We will all fail at something. It’s hard enough as it is, but as a leader it can be devastating, not only to the team, but to us and our morale moving forward in our mission. Self-doubt creeps in and we question our ability to fulfill our role. What can we do to hold off those evil feelings of worthlessness, pity, hopelessness, and/or defeat?
Here is a list of three things I believe, that as leaders, if we were to implement them into our work at any level, our failure will not be as devastating as it could be without them:
1) BE HONEST FROM THE BEGINNING: The temptation for any leader is to come in to their role and buy into the false hope and expectations held by their team. You may have been called to be in the position or promoted into the seat, but you cannot be the only person expected to make the business, church, organization succeed. You also cannot be the savior. The responsibility you hold is to move the company forward with innovative ideas and concepts, to empower your people to do their jobs, and maneuver your organization to be in the best possible place. Set reasonable expectations on yourself and allow your “followers” to be a part of establishing those expectations. Do not allow yourself to fall into the hype machine and build your ego up. That is a recipe for disaster and sets you up for falling hard.

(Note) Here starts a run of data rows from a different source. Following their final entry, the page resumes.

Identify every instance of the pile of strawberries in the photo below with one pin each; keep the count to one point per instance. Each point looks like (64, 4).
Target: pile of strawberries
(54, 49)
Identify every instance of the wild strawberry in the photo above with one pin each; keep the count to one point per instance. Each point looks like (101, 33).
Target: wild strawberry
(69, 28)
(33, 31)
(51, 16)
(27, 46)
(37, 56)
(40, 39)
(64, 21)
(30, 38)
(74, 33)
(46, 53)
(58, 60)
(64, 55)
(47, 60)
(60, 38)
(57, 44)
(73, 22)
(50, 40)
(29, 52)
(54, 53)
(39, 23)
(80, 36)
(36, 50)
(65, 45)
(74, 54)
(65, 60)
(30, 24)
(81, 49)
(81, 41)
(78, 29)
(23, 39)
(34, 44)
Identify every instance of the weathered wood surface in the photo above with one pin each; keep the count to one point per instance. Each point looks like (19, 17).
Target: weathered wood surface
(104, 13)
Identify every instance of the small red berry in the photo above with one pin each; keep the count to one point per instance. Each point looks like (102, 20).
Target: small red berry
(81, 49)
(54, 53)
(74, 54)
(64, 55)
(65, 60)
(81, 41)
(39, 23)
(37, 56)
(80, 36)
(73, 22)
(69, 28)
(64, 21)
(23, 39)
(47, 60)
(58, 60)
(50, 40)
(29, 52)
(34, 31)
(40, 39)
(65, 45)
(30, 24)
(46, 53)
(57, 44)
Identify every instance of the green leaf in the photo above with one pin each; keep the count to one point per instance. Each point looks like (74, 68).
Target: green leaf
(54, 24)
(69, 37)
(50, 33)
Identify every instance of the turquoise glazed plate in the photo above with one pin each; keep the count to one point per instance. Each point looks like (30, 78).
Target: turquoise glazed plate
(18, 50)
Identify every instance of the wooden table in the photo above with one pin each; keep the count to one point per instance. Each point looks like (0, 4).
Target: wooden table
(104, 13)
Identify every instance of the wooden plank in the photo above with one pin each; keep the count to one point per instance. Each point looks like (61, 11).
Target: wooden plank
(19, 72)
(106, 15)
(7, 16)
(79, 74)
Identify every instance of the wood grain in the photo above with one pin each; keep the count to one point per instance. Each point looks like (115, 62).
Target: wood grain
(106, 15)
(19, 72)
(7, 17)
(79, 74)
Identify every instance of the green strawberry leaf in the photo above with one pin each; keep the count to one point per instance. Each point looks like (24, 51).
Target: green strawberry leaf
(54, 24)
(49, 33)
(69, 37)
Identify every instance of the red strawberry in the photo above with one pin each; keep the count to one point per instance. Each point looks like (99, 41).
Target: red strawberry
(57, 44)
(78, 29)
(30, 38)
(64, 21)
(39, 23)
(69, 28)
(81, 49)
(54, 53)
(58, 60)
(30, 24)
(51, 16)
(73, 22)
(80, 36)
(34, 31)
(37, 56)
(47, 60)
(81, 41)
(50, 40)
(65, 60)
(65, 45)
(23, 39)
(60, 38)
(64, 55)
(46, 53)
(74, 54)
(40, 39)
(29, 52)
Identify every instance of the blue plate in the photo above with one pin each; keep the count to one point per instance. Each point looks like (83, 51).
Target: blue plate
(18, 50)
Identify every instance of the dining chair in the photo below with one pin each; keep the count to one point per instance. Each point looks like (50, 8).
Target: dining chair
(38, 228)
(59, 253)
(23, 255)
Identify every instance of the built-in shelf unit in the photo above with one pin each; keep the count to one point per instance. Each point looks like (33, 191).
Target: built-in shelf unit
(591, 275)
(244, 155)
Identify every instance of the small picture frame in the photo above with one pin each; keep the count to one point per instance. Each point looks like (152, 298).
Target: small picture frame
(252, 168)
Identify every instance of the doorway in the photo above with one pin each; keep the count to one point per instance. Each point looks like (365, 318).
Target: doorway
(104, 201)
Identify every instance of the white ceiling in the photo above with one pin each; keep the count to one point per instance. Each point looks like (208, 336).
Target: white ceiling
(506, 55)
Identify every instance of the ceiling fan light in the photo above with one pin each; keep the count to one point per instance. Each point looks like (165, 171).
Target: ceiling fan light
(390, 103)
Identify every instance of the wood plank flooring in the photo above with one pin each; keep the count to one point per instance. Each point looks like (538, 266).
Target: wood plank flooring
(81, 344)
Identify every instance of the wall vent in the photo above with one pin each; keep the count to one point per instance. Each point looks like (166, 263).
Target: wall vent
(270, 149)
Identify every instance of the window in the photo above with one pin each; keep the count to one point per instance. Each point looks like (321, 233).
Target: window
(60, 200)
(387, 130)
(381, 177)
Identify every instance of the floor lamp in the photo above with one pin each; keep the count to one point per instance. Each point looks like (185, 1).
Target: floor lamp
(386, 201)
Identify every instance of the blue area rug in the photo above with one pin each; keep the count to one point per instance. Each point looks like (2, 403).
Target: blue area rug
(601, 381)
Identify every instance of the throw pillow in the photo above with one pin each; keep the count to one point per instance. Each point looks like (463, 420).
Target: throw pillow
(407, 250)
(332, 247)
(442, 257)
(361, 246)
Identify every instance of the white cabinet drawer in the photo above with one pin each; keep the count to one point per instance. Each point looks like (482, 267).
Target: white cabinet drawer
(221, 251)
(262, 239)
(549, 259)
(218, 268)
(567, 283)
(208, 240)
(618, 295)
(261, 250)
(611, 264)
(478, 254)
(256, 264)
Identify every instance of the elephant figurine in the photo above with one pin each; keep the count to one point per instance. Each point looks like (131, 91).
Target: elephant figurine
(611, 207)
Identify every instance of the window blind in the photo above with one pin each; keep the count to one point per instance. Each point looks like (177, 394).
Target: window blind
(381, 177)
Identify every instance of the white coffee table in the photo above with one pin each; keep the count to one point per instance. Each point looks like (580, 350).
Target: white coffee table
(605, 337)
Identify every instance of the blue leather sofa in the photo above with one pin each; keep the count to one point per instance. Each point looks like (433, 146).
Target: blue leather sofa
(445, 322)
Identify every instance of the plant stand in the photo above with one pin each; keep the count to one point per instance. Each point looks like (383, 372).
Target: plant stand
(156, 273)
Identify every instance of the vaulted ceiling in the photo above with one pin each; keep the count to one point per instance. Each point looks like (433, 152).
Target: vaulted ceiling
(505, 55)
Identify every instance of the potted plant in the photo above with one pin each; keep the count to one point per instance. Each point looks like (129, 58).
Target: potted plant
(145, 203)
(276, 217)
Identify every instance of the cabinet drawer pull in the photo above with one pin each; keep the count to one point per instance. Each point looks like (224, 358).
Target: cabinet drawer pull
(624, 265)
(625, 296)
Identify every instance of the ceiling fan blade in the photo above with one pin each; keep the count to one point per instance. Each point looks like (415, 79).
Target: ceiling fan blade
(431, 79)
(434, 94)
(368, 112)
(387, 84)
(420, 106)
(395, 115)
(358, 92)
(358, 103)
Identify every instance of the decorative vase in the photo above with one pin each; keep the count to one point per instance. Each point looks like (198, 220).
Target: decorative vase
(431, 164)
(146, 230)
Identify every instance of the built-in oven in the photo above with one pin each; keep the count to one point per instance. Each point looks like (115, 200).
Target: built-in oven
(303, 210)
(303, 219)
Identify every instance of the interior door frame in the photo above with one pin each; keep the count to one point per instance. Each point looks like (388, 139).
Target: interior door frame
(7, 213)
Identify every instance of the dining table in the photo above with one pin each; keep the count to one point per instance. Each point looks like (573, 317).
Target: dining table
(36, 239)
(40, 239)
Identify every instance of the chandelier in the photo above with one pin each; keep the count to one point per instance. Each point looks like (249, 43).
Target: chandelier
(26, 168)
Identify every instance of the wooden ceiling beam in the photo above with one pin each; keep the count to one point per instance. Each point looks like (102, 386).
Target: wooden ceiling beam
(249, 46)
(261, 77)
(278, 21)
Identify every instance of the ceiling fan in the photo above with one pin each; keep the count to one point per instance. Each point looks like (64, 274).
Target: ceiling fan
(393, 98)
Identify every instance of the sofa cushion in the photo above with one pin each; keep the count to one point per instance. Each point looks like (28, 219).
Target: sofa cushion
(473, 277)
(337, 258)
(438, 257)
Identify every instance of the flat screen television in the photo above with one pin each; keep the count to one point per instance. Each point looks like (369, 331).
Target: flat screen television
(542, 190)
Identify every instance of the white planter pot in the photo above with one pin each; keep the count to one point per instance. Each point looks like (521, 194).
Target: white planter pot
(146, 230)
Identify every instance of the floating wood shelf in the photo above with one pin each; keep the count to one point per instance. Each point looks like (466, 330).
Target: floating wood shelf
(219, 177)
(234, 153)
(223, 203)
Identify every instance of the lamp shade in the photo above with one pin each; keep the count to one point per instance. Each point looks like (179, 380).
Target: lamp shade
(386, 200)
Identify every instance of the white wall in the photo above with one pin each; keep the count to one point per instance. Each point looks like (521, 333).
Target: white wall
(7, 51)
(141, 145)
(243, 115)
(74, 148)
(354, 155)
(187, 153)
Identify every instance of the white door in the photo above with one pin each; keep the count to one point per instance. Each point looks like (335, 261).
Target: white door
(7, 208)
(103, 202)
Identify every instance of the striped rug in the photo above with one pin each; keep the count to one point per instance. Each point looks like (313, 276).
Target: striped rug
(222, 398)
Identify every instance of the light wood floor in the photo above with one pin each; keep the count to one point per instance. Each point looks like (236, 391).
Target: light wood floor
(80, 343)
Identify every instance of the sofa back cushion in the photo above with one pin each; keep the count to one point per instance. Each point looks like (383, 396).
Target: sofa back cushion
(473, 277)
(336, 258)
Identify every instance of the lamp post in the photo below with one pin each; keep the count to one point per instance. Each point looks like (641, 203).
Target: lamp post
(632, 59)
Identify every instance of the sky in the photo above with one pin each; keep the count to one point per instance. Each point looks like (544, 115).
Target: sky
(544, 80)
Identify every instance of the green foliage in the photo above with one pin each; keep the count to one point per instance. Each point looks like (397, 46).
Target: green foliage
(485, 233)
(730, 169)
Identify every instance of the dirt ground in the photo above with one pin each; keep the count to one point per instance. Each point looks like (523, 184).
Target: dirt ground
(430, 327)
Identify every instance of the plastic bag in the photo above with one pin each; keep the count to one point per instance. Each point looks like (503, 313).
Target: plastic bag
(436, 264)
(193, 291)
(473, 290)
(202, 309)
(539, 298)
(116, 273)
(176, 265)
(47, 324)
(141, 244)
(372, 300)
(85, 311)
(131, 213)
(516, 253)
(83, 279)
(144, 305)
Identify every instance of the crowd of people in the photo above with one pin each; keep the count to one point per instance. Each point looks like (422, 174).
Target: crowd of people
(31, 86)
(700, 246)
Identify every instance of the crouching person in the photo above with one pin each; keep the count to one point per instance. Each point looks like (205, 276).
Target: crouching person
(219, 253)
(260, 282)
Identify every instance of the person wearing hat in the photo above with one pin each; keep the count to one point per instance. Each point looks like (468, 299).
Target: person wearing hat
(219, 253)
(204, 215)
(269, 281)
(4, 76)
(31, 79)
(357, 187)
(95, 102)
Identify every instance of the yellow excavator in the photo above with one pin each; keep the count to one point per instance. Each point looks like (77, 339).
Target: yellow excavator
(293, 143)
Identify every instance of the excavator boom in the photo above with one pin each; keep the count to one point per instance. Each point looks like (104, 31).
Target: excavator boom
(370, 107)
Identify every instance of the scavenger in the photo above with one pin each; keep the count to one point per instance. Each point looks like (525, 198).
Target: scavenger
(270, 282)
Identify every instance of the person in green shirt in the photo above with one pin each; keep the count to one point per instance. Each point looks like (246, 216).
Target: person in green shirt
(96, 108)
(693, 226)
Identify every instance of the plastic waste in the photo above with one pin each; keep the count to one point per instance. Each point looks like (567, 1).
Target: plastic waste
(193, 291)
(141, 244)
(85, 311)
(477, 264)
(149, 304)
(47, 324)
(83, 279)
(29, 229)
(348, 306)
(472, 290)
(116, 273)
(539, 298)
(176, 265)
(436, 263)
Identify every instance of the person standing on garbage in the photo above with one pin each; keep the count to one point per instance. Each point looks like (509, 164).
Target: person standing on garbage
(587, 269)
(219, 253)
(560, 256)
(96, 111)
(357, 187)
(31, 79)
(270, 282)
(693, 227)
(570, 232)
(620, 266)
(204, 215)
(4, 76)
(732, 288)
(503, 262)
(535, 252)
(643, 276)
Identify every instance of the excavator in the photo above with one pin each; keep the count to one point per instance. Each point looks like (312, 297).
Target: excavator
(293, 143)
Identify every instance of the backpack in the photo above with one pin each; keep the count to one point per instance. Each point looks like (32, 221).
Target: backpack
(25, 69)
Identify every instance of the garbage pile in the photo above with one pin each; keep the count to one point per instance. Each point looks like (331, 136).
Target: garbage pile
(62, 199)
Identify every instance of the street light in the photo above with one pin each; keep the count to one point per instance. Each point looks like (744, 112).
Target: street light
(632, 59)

2) PRACTICE HUMILITY: You may be successful, but you can only be successful because your team does their job too! Acknowledge their successes before pointing to yours. The hard part about humility is found when failure occurs. Allow yourself to be the first in line for blame. Your team does their work, but you are responsible for the overall completion of the task at hand. Do not throw anyone “under the bus” and expect to hold on to your team’s trust. It will not happen. They will respect you more when you are willing to acknowledge your responsibility and still maintain an attitude of praise for their hard-work.
3) MAINTAIN A HEALTHY SELF-PERCEPTION: You are not defined by your position. The world will tell you otherwise. You have been given gifts that have allowed you to be in the position you are in, but that is not the end of who you are created to be. You are not the first leader to fail and will not be the last. Trust that you can do better moving forward. If you maintain a healthy view of who you are, then failure will not sting as bad as it could have.
Failure is inevitable for everyone, but the way we react to failure is what sets us apart as leaders. Trust in yourself; believe in whom you are; and lead humbly; prepared to handle what comes your way; not only for the sake of your team, but for you as well.